Welche Rechte hat ein Vermächtnisnehmer gegen den Testamentsvollstrecker?

Der Erblasser hat die Möglichkeit, in seinem Testament zugunsten einer beliebigen dritten Person ein Vermächtnis auszusetzen. Ein Vermächtnis unterscheidet sich deutlich von einer Erbeinsetzung. Während der Erbe mit Erbfall unmittelbarer Rechtsnachfolger des Erblassers wird und automatisch und kraft Gesetz alle Vermögenswerte des Erblassers erhält, muss sich der Vermächtnisnehmer nach Eintritt des Erbfalls um die Realisierung seines Vermächtnisses kümmern.

Ein Vermächtnis verschafft dem Vermächtnisnehmer nur einen Anspruch, eine Forderung. Mit diesem Anspruch belastet ist in aller Regel der Erbe, seltener hat der Erblasser auch einen anderen Vermächtnisnehmer mit dem Vermächtnis belastet.

Der Vermächtnisnehmer muss sich also nach Eintritt des Erbfalls regelmäßig an den Erben wenden und von diesem das fordern, was ihm vom Erblasser zugewendet wurde.

Testamentsvollstrecker soll Erfüllung des Vermächtnisses sicherstellen

Nachdem ein Vermächtnisnehmer keine eigenen Rechte am Nachlass hat und für die Realisierung seines Anspruchs auf die Kooperation des Erben angewiesen ist, kann es empfehlenswert sein, wenn der Erblasser dem Vermächtnisnehmer hier unterstützend unter die Arme greift.

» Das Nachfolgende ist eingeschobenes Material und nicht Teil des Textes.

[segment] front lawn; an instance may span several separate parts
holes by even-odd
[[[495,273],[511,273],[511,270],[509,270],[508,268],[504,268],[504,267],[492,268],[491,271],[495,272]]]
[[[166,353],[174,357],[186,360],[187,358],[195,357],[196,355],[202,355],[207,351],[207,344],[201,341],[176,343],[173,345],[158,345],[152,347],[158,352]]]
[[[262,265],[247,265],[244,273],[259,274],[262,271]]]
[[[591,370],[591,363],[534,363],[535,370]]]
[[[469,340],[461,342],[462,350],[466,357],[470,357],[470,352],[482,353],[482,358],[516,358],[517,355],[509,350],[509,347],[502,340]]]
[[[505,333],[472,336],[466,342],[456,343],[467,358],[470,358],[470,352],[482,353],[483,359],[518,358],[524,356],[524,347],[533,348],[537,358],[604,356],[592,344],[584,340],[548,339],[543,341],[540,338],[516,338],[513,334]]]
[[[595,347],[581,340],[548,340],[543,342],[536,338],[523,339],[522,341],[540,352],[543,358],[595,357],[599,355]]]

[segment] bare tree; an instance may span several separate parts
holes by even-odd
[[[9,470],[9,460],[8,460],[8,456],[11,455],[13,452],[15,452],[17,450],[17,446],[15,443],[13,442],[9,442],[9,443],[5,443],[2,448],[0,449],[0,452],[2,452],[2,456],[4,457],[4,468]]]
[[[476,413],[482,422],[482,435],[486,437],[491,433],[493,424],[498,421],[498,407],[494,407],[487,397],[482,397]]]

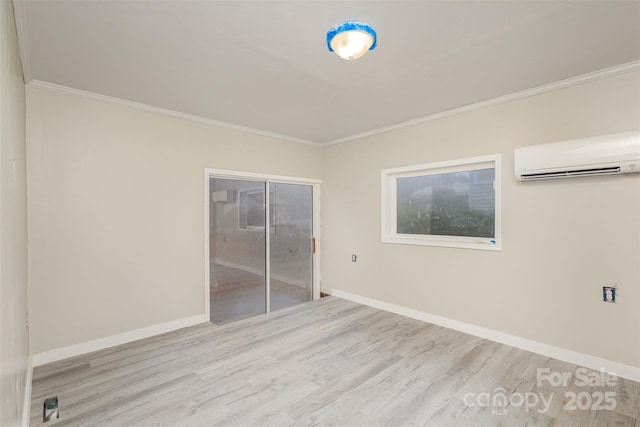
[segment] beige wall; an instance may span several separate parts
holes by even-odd
[[[33,353],[204,314],[204,168],[319,178],[321,152],[27,88]]]
[[[29,356],[25,95],[12,3],[0,2],[0,425],[19,425]],[[14,174],[15,159],[15,174]]]
[[[640,175],[513,177],[515,147],[638,129],[639,95],[628,73],[319,149],[29,87],[32,352],[203,313],[210,167],[323,179],[325,291],[640,366]],[[381,169],[492,153],[502,252],[380,243]]]
[[[639,100],[633,72],[327,147],[323,290],[640,366],[640,174],[513,176],[515,147],[637,130]],[[380,243],[381,169],[493,153],[503,251]],[[613,283],[618,303],[603,303]]]

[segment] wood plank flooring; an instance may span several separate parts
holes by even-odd
[[[581,387],[577,368],[327,297],[37,367],[31,425],[55,395],[46,425],[640,427],[640,384]],[[615,409],[570,410],[571,393],[586,407],[604,392]]]

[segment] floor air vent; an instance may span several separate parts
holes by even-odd
[[[50,397],[44,401],[44,409],[42,410],[42,422],[46,423],[60,418],[58,411],[58,396]]]

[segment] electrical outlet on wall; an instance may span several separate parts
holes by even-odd
[[[615,303],[616,302],[616,287],[615,286],[603,286],[602,287],[602,301]]]

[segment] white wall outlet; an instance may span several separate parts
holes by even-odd
[[[603,286],[602,287],[602,301],[604,302],[616,302],[616,288],[615,286]]]

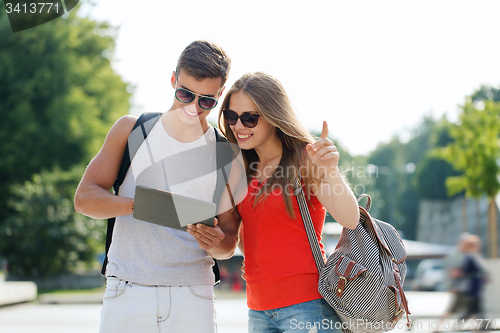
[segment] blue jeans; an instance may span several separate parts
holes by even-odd
[[[249,333],[341,333],[340,326],[337,314],[322,298],[272,310],[248,310]]]

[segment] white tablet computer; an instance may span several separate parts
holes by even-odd
[[[137,220],[184,231],[188,224],[213,227],[216,208],[213,202],[140,185],[135,187],[133,217]]]

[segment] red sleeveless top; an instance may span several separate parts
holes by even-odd
[[[244,230],[248,307],[262,311],[321,298],[318,270],[295,196],[291,194],[292,219],[281,187],[253,206],[260,186],[252,179],[246,198],[238,205]],[[309,211],[325,257],[321,233],[326,211],[315,196],[311,196],[311,204],[308,202]]]

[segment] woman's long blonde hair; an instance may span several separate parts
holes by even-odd
[[[304,156],[307,154],[306,145],[314,143],[315,140],[297,118],[281,82],[269,74],[252,72],[243,75],[233,84],[221,105],[219,128],[226,135],[229,142],[238,143],[229,124],[225,121],[222,111],[229,108],[231,95],[240,91],[245,93],[257,106],[260,117],[275,127],[282,145],[281,160],[276,170],[282,168],[282,170],[286,171],[286,173],[282,171],[282,177],[277,177],[275,172],[267,180],[265,186],[263,186],[263,191],[258,194],[255,204],[274,188],[273,185],[278,184],[283,190],[283,199],[288,215],[295,218],[292,198],[289,195],[290,189],[293,189],[294,180],[299,172],[302,175],[306,189],[310,188],[315,170],[313,166],[305,162]],[[247,177],[250,180],[255,173],[255,170],[252,170],[250,166],[255,162],[259,162],[259,156],[254,149],[242,150],[242,154]],[[304,172],[304,168],[306,172]]]

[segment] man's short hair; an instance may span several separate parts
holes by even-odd
[[[189,76],[202,80],[206,78],[221,78],[222,86],[226,83],[231,67],[231,59],[219,45],[197,40],[182,51],[177,67],[176,78],[183,70]]]

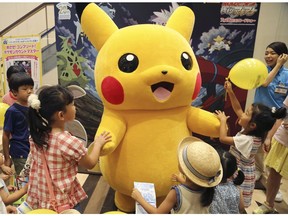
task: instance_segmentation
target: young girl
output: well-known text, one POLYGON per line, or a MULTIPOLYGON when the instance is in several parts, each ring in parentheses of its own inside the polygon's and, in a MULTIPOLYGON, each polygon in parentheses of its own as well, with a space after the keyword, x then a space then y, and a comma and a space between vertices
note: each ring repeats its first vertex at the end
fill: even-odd
MULTIPOLYGON (((288 96, 283 104, 288 108, 288 96)), ((277 128, 277 127, 275 127, 277 128)), ((274 129, 274 127, 273 127, 274 129)), ((272 129, 272 130, 273 130, 272 129)), ((279 191, 282 177, 288 178, 288 117, 282 124, 278 124, 278 129, 273 130, 272 147, 271 144, 265 146, 264 150, 269 152, 265 164, 270 167, 266 185, 266 201, 259 208, 253 211, 254 214, 275 213, 274 201, 279 191), (270 150, 271 148, 271 150, 270 150)))
POLYGON ((109 132, 103 132, 94 140, 90 154, 82 141, 64 131, 67 121, 75 118, 76 109, 72 93, 59 85, 43 89, 39 98, 29 97, 29 124, 31 168, 26 202, 32 209, 56 210, 69 205, 79 210, 79 203, 87 195, 76 178, 78 165, 93 168, 102 146, 111 140, 109 132), (42 154, 46 158, 57 206, 50 201, 42 154))
POLYGON ((177 214, 208 214, 214 187, 220 183, 223 174, 217 151, 195 137, 186 137, 179 145, 178 161, 184 178, 172 176, 181 184, 172 187, 158 208, 150 205, 136 188, 132 198, 149 214, 168 214, 172 209, 177 214))
POLYGON ((238 169, 236 158, 227 151, 220 151, 223 177, 215 187, 215 194, 210 205, 211 214, 240 214, 244 211, 242 191, 237 187, 244 181, 244 173, 238 169), (237 171, 238 169, 238 171, 237 171), (237 171, 237 177, 233 174, 237 171))
POLYGON ((276 119, 285 117, 286 109, 274 110, 262 104, 252 104, 244 113, 232 90, 231 83, 226 81, 224 87, 242 130, 235 136, 228 136, 227 119, 229 116, 226 116, 224 112, 216 111, 220 120, 219 139, 220 142, 231 145, 230 152, 236 157, 238 167, 245 175, 244 183, 240 187, 243 191, 244 207, 247 208, 251 205, 255 186, 255 154, 276 119))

Will der Erblasser die Rechtsposition des Vermächtnisnehmers stärken, dann bietet es sich an, neben dem Vermächtnis auch noch eine Testamentsvollstreckung im Testament anzuordnen. Der Testamentsvollstrecker wird in diesem Fall mit der Aufgabe betraut, nach Eintritt des Erbfalls für die Erfüllung des Vermächtnisses zu sorgen.

Kombiniert der Erblasser so die Vermächtnisanordnung mit einer Testamentsvollstreckung, dann verschafft er dem Vermächtnisnehmer eine durchaus komfortable Position.

Der Vermächtnisnehmer kann sich mit seiner Forderung nämlich nicht nur an den Erben halten und diesen auffordern, das Vermächtnis zu erfüllen. Gleichzeitig hat der Vermächtnisnehmer auch noch den Testamentsvollstrecker als Ansprechpartner für das Testament. Soweit im Testament so vorgesehen, gehört es zu den Pflichten des Testamentsvollstreckers, die Vollziehung des Vermächtnisses sicherzustellen.

Verletzt der Testamentsvollstrecker diese Pflicht schuldhaft, dann steht dem Vermächtnisnehmer ein Schadensersatzanspruch gegen den Vollstrecker zu, § 2219 BGB.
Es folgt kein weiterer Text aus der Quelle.